La nostalgie, c’est pourtant le fonds de commerce des kadhafistes, qui se pourlèchent des échecs répétés des différents pouvoirs mis en place depuis 2011. Des débâcles auxquelles ils avouent ne pas être étrangers, se prévalant d’être responsables de sabotages et déstabilisations locales. Un chaos libyen, dont ils se posent juge et partie, leur ayant permis de récupérer des soutiens récents de Libyens qui regrettent la vie sous le colonel. «Sans l’exagérer ou la surestimer, il ne fait aucun doute que la mouvance kadhafiste est plus importante aujourd’hui qu’il y a un ou deux ans», confirme Jalal Harchaoui, spécialiste de l’impact international de la crise libyenne. «Les Libyens sont fatigués de la guerre civile et surtout du refus chronique de leurs diverses élites d’envisager la moindre compromission. La Libye est tendue et profondément divisée. Dans un tel contexte, les figures familières d’avant 2011 comme Seïf al-Islam paraissent attrayantes car “les nouvelles têtes” qui ont dominé la scène politique depuis 2011 ont été incapables de livrer un mode de gouvernance ou une vie économique acceptables», note le chercheur.

Nombreux brandissent d’ailleurs avec fierté les vidéos des marches exaltées qui ont éclaté à l’annonce de la libération de Seïf al-Islam. On y voit des hommes agiter des drapeaux à la couleur du Guide en scandant «Kadhafi! Soutien à Seïf al-Islam!» à Ghât, Awbari ou Bani Walid. Des zones traditionnellement acquises au colonel mais où, jusqu’à il y a encore peu, ses partisans se terraient par peur des représailles. Un engouement nouveau mais limité – quelques centaines de personnes tout au plus – revendiqué par Abd el-Baset, exilé en Égypte, qui a gardé des très fortes connexions avec les supporteurs de l’ancien régime dans le pays. Il était l’une des courroies de transmission du projet politique de Seïf al-Islam avant 2011, son conseiller média et l’un de ses porte-parole. L’un de ceux aussi qui l’ont accompagné jusqu’aux derniers instants avant sa capture lors sa fuite de Tripoli (http://www.lefigaro.fr/international/2011/11/19) le 19 novembre 2011. «Quelques jours plus tôt, Seïf nous a réunis et nous a dit qu’il fallait réfléchir à des solutions en urgence pour la Libye. Tripoli était sur le point de tomber», se remémore-t-il.

«Si des élections ont lieu, avec une figure comme Seïf al-Islam, les kadhafistes sont en mesure de les remporter»

Mustafa Fetouri, professeur en sciences politiques

Seïf le pondéré, prêt à jouer le jeu de la transition démocratique et à prendre la suite de son père «ne s’imaginait pas qu’il se ferait arrêter». Une information appuyée par le rapport parlementaire du député conservateur Crispin Blunt publié l’année dernière affirmant que Seïf al-Islam aurait «peut-être pu permettre la mise en œuvre de réformes en Libye». «Seïf a une légitimité de par son identité mais aussi par les sept dernières années de chaos en Libye. Sa popularité est restée importante, c’est la communauté internationale qui impose aujourd’hui son retrait. Si la nation veut son retour, on ne pourra pas nous imposer le contraire», insiste el-Baset. Une capacité nuancée mais pas totalement écartée par les observateurs sur le terrain.
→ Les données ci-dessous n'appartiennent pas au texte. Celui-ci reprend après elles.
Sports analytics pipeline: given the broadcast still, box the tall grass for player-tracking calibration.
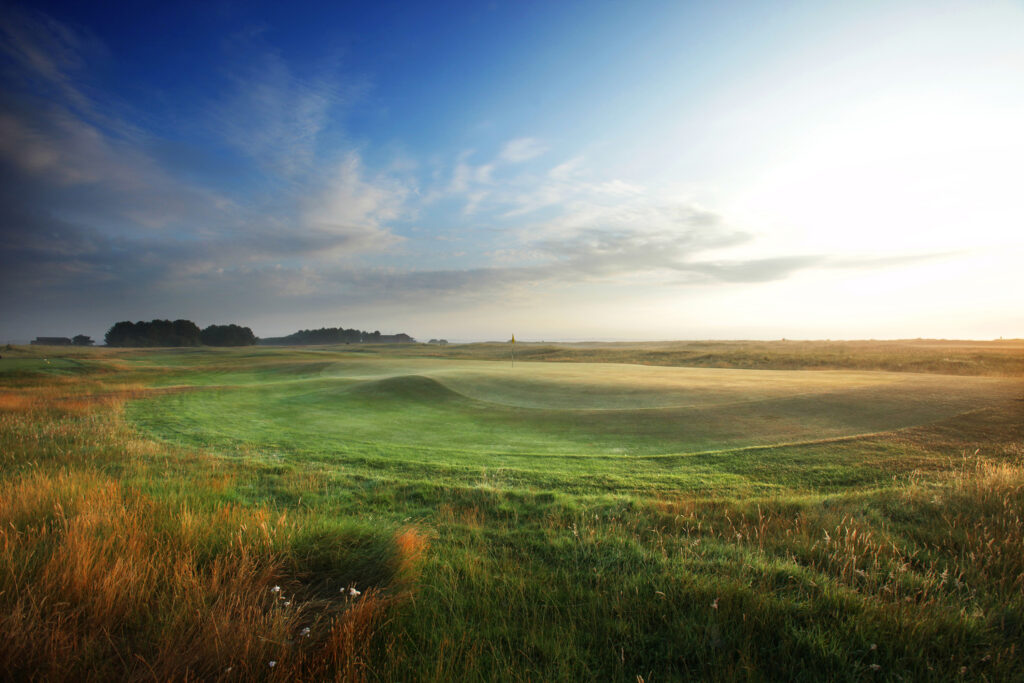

«Les hauts responsables sont certainement finis, ils ne pourront pas revenir sur le devant de la scène avant plusieurs années , affirme Mustafa Fetouri, professeur en sciences politiques basé à Tripoli. En revanche, si les partisans lambda parviennent à s’organiser, ils peuvent faire quelque chose. Les soutiens locaux à l’intérieur du pays sont encore nombreux, il suffit juste de les réactiver avec une proposition politique. Si des élections ont lieu, avec une figure comme Seïf al-Islam, les kadhafistes sont en mesure de les remporter.». Ils seraient aussi en mesure de «faire monter les enchères», assurent les spécialistes, notamment grâce à leur emprise sur le sud du pays qui échappe aux deux pouvoirs concurrents à Tobrouk et Tripoli, sans toutefois apparaître comme une réelle troisième force. Il y a quelques jours, le représentant spécial de l’ONU en Libye, Ghassan Salamé, a assuré que le processus politique en cours devait être «ouvert à tous, y compris aux anciens partisans de Kadhafi». Reste à savoir si les kadhafistes sont capables de saisir l’opportunité.